Nel 1982, va a Londra per sottoporsi a un intervento chirurgico di riassegnazione del sesso: è una delle prime italiane a farlo anche se, più che un operazione parliamo di una vera e propria macellazione: “Hanno fatto i macellai: tagliato e fatto un buco” dice crudo Matteo Botrugno, uno dei due registi del film su di lei “C’è un soffio di vita soltanto“, insieme a Daniele Coluccini.
Decide comunque di mantener il suo nome originario (“Perché una donna non può chiamarsi Luciano?” dice lei) creando non pochi problemi ancora oggi: nel 2018 le è stato rifiutato l’accesso a una casa di riposo.

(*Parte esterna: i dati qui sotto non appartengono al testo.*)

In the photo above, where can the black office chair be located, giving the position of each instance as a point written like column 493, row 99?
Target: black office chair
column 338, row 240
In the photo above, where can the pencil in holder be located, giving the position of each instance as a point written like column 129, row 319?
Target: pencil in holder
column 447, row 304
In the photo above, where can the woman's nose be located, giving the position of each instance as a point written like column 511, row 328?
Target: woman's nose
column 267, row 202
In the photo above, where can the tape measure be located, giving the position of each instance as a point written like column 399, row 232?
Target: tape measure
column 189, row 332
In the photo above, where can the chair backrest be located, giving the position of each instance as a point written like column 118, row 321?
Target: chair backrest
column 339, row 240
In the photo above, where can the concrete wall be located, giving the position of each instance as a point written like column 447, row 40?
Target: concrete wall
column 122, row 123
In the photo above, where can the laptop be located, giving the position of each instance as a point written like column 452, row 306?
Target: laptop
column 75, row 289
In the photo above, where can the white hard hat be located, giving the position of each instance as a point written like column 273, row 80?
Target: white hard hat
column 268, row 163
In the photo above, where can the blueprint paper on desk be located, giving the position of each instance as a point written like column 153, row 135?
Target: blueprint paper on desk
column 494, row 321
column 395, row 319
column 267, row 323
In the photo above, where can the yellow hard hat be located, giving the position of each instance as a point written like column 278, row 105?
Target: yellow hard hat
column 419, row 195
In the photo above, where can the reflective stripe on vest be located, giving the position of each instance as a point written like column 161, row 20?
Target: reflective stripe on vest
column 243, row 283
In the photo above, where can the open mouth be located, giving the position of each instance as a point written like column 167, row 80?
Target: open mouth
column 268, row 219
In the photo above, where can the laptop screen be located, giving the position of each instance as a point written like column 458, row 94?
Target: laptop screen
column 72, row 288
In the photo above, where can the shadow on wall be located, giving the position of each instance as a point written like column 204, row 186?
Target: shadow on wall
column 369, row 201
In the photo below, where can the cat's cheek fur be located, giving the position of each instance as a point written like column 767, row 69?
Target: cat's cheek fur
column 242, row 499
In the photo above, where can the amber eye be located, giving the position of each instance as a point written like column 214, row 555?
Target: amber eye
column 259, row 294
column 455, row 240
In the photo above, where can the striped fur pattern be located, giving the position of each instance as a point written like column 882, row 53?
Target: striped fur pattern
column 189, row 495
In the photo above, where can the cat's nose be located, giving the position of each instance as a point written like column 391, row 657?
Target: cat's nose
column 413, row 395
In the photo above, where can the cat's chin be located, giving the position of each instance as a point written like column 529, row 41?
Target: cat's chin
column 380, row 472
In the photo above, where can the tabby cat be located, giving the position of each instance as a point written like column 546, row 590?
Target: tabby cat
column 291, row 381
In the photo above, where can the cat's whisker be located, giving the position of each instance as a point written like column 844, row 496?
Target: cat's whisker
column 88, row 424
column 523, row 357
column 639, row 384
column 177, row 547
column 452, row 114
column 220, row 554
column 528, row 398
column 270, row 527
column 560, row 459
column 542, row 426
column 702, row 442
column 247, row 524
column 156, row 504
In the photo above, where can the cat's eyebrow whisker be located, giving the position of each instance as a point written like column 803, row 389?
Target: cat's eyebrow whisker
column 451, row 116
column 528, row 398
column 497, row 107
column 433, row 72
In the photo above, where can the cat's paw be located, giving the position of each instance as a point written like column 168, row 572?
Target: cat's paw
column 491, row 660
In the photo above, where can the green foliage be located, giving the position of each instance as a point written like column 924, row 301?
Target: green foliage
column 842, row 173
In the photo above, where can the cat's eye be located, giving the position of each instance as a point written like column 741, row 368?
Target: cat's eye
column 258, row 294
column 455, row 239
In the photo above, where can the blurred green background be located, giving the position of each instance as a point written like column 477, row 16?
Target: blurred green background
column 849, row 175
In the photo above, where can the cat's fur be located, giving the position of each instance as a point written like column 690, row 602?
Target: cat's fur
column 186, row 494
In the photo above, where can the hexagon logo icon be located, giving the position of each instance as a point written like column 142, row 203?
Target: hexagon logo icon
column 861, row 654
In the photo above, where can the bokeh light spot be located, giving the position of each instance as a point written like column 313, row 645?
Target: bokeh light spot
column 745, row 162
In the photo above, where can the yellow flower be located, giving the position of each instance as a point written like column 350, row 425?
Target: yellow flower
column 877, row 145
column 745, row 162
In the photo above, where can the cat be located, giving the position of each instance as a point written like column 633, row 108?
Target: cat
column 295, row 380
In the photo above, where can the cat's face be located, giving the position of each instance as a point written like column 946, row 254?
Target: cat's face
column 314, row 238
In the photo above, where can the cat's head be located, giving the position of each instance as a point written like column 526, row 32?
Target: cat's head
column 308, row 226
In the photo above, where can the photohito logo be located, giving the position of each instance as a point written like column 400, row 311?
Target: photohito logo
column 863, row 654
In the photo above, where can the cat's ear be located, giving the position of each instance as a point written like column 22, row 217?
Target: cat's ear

Oggi vive a Bologna nella periferia di Borgo Panigale, assistita da volontari che sono ormai la sua famiglia, insieme a Said, un quarantenne marocchino, che è ormai suo nipote, diventando quindi da madre a nonna.
Vive in maniera serena con i suoi amici, e la sua storia verrà per sempre raccontata nel film “C’è un soffio di vita soltanto”, perché la sua storia e la sua voce non può esaurirsi in così poco tempo.
Anche se le sono tornati i dolori alla gamba: “Mi sono tornati dei problemi alla gamba alla quale mi hanno sparato durante la liberazione del lager di Dachau. Se guido mi fa molto male”.
Perché alla fine succede sempre così: ci si prova ad andare avanti, a superare gli orrori di quell’epoca disastrosa e catastrofica, che ha messo fine a migliaia di vite, ma c’è sempre qualcosa che ce lo ricorda e non si scappa, non si può dimenticare.
Anzi, non si deve dimenticare, proprio perché fa male. Proprio perché bisogna e si deve imparare. E’ una lezione che ha portato via troppe persone innocenti per non essere appresa.
E anche se non si vorrebbe, il passato torna sempre.